Impressed and shocked, Jackson acted with characteristic directness. He ordered Coffee to accept no more contracts from Burr. He penned a letter to Burr in strong terms, telling him of his suspicions and warning him that until they were cleared from his mind he wished no further intimacy to exist between them.

While Jackson had only suspicions of Burr he appears to have been convinced of the guilt of Wilkinson, whom he had known in years past, with whom he had had business dealings, and for whom he had no love. To Gov. William C. C. Claiborne, of the New Orleans territory, he dispatched a dramatic warning: “Indeed I fear treachery has become the order of the day.... Put your town in a state of defense. Organize your militia and defend your city as well against internal enemies as external.... Be upon the alert; and keep a watchful eye upon the General [Wilkinson] and beware of an attack as well from our own country as Spain.” In his idle moments at the Hermitage between horse races and duels General Jackson must have been dipping into Shakespeare.

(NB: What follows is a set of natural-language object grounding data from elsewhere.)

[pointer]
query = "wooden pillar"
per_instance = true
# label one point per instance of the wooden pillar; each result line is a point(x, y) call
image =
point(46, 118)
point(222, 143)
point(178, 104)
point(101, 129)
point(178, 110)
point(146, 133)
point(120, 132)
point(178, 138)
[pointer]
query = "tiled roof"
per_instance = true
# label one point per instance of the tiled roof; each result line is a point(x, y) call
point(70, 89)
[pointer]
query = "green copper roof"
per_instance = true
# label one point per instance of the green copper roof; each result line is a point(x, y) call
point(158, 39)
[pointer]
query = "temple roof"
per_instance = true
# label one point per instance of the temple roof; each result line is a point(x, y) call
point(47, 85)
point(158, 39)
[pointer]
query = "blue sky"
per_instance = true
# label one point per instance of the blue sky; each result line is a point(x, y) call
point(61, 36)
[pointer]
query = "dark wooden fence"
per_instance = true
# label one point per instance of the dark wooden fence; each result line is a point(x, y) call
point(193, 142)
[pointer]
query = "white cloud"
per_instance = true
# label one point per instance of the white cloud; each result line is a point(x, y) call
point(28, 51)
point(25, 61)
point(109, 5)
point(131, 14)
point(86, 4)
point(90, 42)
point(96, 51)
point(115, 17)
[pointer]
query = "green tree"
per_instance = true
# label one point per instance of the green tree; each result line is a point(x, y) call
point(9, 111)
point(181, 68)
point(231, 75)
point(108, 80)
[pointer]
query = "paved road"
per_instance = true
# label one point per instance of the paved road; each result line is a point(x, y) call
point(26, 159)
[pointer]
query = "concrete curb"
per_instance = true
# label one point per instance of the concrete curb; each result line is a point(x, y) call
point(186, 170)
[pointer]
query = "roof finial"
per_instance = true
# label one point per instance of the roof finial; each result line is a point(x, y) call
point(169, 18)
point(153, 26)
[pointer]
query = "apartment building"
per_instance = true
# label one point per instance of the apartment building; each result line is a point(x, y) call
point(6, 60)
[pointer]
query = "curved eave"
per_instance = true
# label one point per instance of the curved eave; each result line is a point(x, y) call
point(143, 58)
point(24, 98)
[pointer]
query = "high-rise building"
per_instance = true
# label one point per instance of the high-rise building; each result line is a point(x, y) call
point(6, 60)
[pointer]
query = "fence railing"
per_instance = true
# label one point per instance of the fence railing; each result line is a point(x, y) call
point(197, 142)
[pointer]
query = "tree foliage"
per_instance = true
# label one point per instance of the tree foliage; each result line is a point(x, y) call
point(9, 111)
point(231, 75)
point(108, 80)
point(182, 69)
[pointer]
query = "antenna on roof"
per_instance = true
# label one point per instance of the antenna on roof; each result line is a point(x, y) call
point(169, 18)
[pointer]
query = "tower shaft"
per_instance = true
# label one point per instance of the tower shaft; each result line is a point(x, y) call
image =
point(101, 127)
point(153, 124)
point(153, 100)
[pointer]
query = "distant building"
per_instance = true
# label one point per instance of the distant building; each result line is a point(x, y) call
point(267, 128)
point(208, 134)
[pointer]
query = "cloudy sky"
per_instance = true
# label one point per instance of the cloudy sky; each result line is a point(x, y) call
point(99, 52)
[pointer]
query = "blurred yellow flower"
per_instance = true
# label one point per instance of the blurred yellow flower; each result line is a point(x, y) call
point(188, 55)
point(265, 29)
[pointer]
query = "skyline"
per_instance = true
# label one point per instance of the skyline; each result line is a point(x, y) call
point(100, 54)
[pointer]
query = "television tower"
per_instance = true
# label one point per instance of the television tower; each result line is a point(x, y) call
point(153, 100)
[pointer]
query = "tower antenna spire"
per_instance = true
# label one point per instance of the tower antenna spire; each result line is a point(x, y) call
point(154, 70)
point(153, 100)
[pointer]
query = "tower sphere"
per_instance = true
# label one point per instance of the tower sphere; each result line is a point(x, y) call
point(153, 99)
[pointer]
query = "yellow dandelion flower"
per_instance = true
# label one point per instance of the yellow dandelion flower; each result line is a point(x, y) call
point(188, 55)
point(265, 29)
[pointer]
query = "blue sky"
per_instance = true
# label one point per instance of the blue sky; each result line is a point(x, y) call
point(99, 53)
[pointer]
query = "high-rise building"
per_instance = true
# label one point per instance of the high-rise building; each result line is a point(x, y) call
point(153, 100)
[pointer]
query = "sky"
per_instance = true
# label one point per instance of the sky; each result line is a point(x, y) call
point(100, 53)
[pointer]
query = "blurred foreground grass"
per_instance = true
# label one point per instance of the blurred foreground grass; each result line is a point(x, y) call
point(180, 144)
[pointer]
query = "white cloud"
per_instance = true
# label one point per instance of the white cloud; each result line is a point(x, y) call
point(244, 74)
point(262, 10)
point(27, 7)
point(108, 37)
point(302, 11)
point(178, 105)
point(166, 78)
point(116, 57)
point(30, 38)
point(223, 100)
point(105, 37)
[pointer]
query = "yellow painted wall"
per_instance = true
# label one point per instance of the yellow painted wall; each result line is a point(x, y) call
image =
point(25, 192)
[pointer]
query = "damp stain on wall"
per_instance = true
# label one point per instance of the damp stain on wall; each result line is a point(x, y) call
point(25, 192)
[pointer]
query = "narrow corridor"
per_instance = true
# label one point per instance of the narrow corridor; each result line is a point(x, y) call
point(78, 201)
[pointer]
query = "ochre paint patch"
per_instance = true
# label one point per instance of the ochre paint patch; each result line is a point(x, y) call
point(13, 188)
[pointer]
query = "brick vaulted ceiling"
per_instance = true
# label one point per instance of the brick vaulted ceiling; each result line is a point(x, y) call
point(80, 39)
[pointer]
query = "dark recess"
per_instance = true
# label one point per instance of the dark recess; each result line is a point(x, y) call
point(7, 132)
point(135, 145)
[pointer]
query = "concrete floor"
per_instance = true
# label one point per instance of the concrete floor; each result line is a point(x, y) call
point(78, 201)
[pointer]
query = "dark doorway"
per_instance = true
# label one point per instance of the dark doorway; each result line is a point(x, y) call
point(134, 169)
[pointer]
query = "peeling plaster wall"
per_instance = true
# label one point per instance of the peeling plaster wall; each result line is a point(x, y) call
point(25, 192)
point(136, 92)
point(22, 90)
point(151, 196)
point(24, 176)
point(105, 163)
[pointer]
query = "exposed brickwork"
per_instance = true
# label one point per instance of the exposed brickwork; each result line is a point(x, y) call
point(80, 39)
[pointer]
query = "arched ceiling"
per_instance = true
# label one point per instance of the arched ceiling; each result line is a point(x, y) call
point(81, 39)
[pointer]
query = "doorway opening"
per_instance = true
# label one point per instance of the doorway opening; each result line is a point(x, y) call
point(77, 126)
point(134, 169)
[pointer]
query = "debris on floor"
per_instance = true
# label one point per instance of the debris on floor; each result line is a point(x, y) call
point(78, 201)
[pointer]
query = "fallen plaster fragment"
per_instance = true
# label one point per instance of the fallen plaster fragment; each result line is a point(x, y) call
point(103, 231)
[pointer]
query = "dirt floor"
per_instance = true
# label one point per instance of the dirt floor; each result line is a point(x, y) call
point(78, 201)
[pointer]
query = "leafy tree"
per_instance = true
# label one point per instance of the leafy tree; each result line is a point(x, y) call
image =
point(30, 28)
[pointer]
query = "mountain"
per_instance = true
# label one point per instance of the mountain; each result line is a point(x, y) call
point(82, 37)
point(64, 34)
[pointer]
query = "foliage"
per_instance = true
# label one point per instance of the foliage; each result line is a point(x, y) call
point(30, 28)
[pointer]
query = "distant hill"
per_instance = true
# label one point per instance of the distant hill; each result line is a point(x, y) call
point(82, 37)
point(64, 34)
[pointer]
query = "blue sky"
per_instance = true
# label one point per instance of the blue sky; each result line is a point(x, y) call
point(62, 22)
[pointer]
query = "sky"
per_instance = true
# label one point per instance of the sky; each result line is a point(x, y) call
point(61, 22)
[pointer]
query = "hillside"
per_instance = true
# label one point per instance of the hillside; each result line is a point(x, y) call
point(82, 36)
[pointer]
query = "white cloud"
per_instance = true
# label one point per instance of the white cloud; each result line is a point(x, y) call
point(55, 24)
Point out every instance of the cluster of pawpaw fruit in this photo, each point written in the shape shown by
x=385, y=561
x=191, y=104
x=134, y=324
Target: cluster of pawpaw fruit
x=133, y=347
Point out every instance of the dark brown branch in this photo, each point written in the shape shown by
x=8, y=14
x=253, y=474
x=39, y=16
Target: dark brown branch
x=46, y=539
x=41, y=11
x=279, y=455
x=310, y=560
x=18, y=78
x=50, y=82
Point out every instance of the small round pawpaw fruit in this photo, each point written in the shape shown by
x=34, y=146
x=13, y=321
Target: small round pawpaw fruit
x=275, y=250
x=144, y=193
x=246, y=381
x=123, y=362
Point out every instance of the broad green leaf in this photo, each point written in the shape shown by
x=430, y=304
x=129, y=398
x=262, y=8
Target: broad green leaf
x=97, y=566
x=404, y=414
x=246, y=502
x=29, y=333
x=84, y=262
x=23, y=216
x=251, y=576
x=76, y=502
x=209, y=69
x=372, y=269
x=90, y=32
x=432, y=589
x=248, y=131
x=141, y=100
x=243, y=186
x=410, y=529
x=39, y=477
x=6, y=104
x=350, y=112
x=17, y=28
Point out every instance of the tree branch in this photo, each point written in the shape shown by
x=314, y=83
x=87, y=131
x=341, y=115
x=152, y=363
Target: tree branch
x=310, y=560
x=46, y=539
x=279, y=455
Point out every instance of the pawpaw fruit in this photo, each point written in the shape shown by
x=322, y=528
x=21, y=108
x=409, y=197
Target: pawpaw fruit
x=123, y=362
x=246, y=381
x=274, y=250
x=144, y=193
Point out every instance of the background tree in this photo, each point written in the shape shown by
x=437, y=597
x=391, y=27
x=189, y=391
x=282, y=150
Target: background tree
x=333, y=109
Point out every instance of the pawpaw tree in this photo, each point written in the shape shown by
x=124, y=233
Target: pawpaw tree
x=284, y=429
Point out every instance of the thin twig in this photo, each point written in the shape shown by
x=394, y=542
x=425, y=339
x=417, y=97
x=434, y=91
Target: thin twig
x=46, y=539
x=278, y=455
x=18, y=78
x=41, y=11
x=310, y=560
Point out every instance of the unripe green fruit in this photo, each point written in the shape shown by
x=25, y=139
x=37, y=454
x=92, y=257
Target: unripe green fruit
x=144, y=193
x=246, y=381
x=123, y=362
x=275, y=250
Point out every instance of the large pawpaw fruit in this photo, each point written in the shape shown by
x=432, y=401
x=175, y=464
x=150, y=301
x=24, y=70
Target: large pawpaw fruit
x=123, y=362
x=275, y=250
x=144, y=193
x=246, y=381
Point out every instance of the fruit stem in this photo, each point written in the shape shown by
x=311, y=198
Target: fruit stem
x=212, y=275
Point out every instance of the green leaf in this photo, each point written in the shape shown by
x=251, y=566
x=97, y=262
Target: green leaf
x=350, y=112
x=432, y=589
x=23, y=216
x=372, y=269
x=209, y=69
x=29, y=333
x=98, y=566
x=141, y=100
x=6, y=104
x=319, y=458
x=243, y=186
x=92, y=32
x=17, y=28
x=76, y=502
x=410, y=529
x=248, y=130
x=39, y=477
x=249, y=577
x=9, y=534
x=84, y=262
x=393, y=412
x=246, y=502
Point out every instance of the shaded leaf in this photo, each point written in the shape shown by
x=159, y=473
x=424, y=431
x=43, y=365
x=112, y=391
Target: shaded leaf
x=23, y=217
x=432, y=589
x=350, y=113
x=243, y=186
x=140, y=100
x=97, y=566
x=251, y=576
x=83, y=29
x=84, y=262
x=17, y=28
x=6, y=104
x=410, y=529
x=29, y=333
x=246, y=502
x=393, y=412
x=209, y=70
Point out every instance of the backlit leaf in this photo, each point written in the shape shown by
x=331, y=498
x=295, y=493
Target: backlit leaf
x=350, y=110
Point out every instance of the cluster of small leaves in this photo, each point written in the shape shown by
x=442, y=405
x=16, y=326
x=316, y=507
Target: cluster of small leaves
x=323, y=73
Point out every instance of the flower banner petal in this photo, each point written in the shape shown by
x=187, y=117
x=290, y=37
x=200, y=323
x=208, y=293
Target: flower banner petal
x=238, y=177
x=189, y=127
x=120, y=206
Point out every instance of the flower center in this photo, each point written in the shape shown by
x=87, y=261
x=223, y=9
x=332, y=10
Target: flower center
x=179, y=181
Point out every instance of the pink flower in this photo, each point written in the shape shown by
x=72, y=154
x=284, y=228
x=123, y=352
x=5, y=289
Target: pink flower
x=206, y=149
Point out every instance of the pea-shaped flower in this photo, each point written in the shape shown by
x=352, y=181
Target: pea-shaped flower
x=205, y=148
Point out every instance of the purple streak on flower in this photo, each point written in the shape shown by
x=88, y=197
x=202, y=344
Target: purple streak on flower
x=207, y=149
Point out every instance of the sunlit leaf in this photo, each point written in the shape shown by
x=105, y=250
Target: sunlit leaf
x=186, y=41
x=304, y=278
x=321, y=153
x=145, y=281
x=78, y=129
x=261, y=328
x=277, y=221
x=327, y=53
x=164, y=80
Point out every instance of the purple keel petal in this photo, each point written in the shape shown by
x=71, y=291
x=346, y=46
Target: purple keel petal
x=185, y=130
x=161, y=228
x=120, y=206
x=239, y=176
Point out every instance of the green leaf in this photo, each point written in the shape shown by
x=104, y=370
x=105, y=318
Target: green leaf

The letter continued: “I fear there is something rotten in the State of Denmark.... Beware the month of December. I love my country and government, I hate the Dons; I would delight to see Mexico reduced; but I will die in the last ditch before I yield a foot to the Dons, or see the Union disunited. This I write for your own eyes, and for your safety; profit by it and the Ides of March remember.”

To Jackson’s demand for an explanation Burr gave prompt attention. According to the General he answered “with the most sacred pledges that he had not, nor never had, any views inimical or hostile to the United States, and whenever he was charged with the intention of separating the Union, the idea of insanity must be ascribed to him.”

General Jackson was not the only one demanding reassurances from Burr. When Burr was about to appear before the Kentucky Grand Jury at Frankfort he asked Henry Clay to defend him. Clay, too, wanted to hear from Burr’s own lips whether there was any substance to the charges that had been preferred by Daveiss and the Western World before accepting the commission. From Burr he got this categorical denial: “I have no design, nor have I taken any measure, to promote a dissolution of the Union or a separation of any one or more States from the residue.... I do not own a musket nor a bayonet, nor any single article of military stores, nor does any person for me, by my authority or with my knowledge.... Considering the high station you now fill in our national councils, I have thought these explanations proper, as well as to counteract chimerical tales, which malevolent persons have so industriously circulated, as to satisfy you that you have not espoused the cause of a man in any way unfriendly to the laws, the government or the interests of his country.”

Burr’s friend Senator John Smith, of Kentucky, also had expressed misgivings. To him Burr wrote: “I was greatly surprised and really hurt by the unusual tenor of your letter of the 23rd [October], and I hasten to reply to it as well for your satisfaction as my own. If there exists any design to separate the Western from the Eastern states, I am totally ignorant of it. I never harbored or expressed any such intention to anyone, nor did any person ever intimate such design to me.”

Following his exoneration by the Grand Jury in Kentucky, Burr went back to Nashville and called once more at the Hermitage. The General was not at home, but the visitor got a cool reception from Rachel. She evidently was not entirely satisfied by his written explanation to the General. Burr then put up at the tavern at nearby Clover Bottom where Jackson had a store. There he was confronted by Jackson and John Coffee and again protested he had no object in view except what was sanctioned by legal authority, and that, when the time came, he would produce the Secretary of War’s orders. According to one account not mentioned by Jackson in his letter to Campbell, Burr drew from his pocket a blank commission signed by Jefferson saying, “Gentlemen, I suppose this will satisfy you.”

Jackson concluded his letter to Campbell “... if he [Burr] is a traitor, he is the basest that ever did commit treason, and being tore to pieces and scattered to the four winds of heaven would be too good for him.”